Endless War. A Visit with the Taliban in Afghanistan

More than 17 years after the U.S.-led invasion of Afghanistan, the country is still at war. The Afghan army is weak, a resurgent Taliban is mounting fresh attacks and new peace negotiations do not include Kabul. Peace remains a distant goal.

By Fritz Schaap and Sergio Ramazzotti (Photos)

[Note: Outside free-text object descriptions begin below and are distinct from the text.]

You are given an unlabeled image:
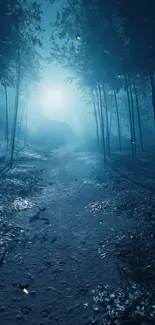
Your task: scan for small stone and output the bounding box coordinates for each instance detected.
[61,280,67,284]
[16,314,24,320]
[12,297,18,302]
[21,306,31,315]
[85,283,91,288]
[45,286,53,291]
[51,237,57,244]
[78,288,89,296]
[52,269,62,276]
[40,207,46,211]
[93,306,99,312]
[30,290,36,298]
[75,303,81,309]
[0,306,6,312]
[40,309,50,318]
[12,282,18,287]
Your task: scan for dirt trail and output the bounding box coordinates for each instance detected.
[0,150,138,325]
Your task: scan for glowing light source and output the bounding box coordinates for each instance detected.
[23,288,29,294]
[36,82,73,121]
[76,35,81,40]
[39,84,66,109]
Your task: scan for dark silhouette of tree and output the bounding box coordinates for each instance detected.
[49,0,155,155]
[6,0,43,167]
[0,0,43,165]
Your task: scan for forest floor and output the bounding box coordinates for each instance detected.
[1,146,155,325]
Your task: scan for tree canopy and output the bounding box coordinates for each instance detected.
[49,0,155,156]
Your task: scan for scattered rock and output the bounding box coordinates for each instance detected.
[66,307,73,314]
[61,280,67,285]
[41,234,48,243]
[19,283,30,291]
[40,207,46,211]
[0,305,6,312]
[40,309,51,319]
[30,290,36,298]
[45,286,56,291]
[21,306,32,315]
[40,217,50,225]
[43,261,53,269]
[52,269,63,276]
[51,237,58,244]
[77,288,89,296]
[16,314,24,320]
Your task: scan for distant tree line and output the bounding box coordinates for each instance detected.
[0,0,43,167]
[49,0,155,159]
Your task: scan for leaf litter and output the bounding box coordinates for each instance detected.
[0,155,44,265]
[84,154,155,324]
[1,151,155,324]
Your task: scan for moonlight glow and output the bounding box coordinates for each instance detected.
[28,76,83,123]
[39,84,66,108]
[37,83,72,120]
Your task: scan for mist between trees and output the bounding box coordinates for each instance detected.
[1,0,155,167]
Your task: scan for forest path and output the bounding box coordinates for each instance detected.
[0,148,154,325]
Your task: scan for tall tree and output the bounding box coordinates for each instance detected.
[114,89,121,151]
[132,79,143,151]
[9,0,43,167]
[49,0,155,154]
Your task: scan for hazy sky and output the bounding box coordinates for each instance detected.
[32,1,90,125]
[26,0,94,135]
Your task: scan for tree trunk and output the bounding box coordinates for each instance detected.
[24,100,28,147]
[95,87,101,124]
[109,112,113,148]
[128,76,136,157]
[102,83,110,157]
[10,43,20,167]
[98,82,106,162]
[124,74,135,157]
[114,89,121,151]
[109,112,112,134]
[149,66,155,122]
[92,92,100,152]
[4,84,9,151]
[132,79,143,151]
[17,108,24,147]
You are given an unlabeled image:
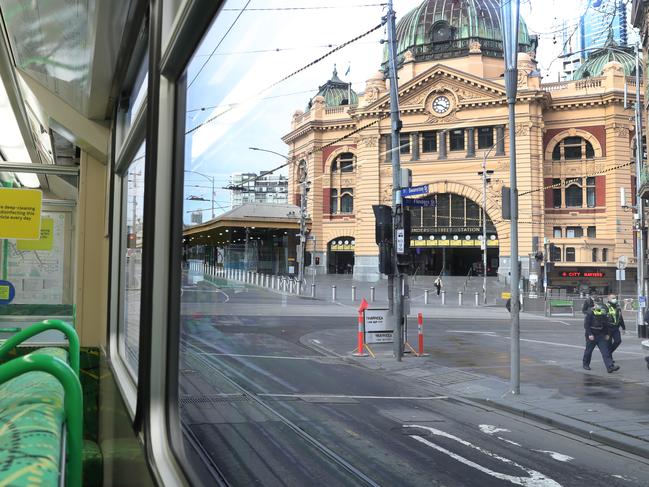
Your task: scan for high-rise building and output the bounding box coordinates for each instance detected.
[580,0,627,55]
[230,172,288,208]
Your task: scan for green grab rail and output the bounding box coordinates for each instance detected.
[0,353,83,487]
[0,320,80,377]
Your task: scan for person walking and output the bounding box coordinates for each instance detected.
[606,294,625,364]
[582,293,595,315]
[583,302,619,373]
[434,276,442,296]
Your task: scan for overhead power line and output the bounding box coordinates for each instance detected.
[186,20,385,135]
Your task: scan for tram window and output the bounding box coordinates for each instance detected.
[119,142,146,375]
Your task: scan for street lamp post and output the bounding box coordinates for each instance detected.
[185,169,215,219]
[501,0,521,395]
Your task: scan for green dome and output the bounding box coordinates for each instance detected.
[385,0,533,64]
[572,46,640,80]
[307,67,358,109]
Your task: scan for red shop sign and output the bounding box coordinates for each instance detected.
[560,271,605,278]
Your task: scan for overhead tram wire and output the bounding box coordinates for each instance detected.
[187,0,252,89]
[185,20,386,135]
[221,4,386,11]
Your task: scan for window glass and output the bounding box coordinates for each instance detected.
[602,248,608,261]
[477,127,493,149]
[587,226,596,238]
[339,153,355,172]
[585,141,594,158]
[449,129,464,151]
[552,178,562,208]
[120,142,146,374]
[592,248,598,262]
[566,226,583,238]
[399,133,410,154]
[552,144,561,161]
[565,247,576,262]
[341,193,353,213]
[553,227,562,238]
[330,188,338,214]
[422,131,437,152]
[551,245,562,261]
[565,184,582,207]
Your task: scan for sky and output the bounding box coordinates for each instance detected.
[182,0,635,224]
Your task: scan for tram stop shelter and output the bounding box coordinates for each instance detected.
[182,203,311,275]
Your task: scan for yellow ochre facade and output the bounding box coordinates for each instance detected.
[284,0,641,293]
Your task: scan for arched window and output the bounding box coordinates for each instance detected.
[565,182,583,207]
[551,136,595,161]
[341,189,354,213]
[431,20,453,42]
[338,152,355,172]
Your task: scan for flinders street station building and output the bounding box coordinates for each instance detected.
[282,0,643,293]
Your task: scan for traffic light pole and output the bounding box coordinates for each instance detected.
[386,0,404,361]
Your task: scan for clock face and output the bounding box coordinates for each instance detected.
[432,95,451,114]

Herat area, members of the Taliban belonging to the Mullah Niazi group in the territory they control, inside the Mullah’s stronghold

January 29, 2019 12:20 PM

Mullah Niazi sits on top of his mountain and waits — waits for news from his commanders, waits for his fighters and waits for victory. He’s been living up here in his mountaintop fortress — where the shacks are as brown as the mountain and where no motorcycle, car or tank can travel — for two-and-a-half years. He is waiting for God’s rule to once again take hold on the streets of Afghanistan’s, just like when he was a spokesman for Taliban founder, Mullah Omar. His patience seems to be paying off.


Slowly, Niazi’s fighters, who are taking us to him, ascend the final slope. The air is still damp and cold from the night before, and it smells like the scree that is dislodged by our every step. The only sound is the fighters’ heavy breathing and the metallic clink of ammunition belts against their machine guns.

Apart from our group, silence envelops these mountains southeast of Herat, a range known locally as Haft-Darband. It is where Mullah Niazi is lying in wait to reclaim what the Americans took from the Taliban: control over Afghanistan. Things haven’t looked this good for the Islamic fundamentalist movement for 17 years.

Surrounded by his heavily armed men, a smiling Niazi is standing at the entrance to his fortress. He is wearing a black vest over his shalwar kameez along with a black turban. His long, gray beard is forked. “The Americans,” he says, “are no longer an enemy. They are pulling out. They have lost.”

War has been a constant in Afghanistan for the last 41 years, but recently it has become bloodier than it has been in a long time. The Taliban are on the advance, with just 55 percent of the districts in the country currently under the control of the government, according to a U.S. report. The U.S. military dropped more bombs in 2018 than in the 10 previous years and the big cities have seen repeated attacks.

More than 45,000 Afghan soldiers and policemen have died since 2014, according to President Ashraf Ghani and the United Nations announced in October that the first nine months of 2018 saw 8,050 dead or injured civilians. Just last week, a suicide attack by the Taliban at a base belonging to Afghanistan’s intelligence agency in the province of Wardak may have left more than 100 people dead.

Framework Peace Deal
The Taliban or other warlords are in charge of many of Afghanistan’s 34 provinces while in Kabul, warlords or their sons sit in parliament. The political landscape cleaves along ethnic lines. Poppy cultivation is booming. The Afghan army is vulnerable. And now, even a former warlord has set his sights on the presidency: Gulbuddin Hekmatyar, whose militia besieged Kabul and killed thousands during the Afghan civil war, announced his candidacy for the July election a few days ago.

The U.S. has been pushing the Afghan government towards a peace process for months, including December plans to withdraw up to 7,000 troops. Then, on Monday, American and Taliban officials seem to have agreed in principle to the framework of a peace deal, according to which the Taliban would guarantee that Afghan territory would not be used as a base for terrorists. This could lead to a complete pullout of American troops, if the Taliban also agree to a ceasefire and to talks with the Afghan government. The Taliban have not yet formally agreed to these steps, though.

Still, prospects for real peace are limited. President Ghani presented an updated peace plan in November in which he outlined several conditions. First, the Taliban must agree to be part of a democratic society. Second, it must respect the country’s constitution. Third, it must observe women’s rights.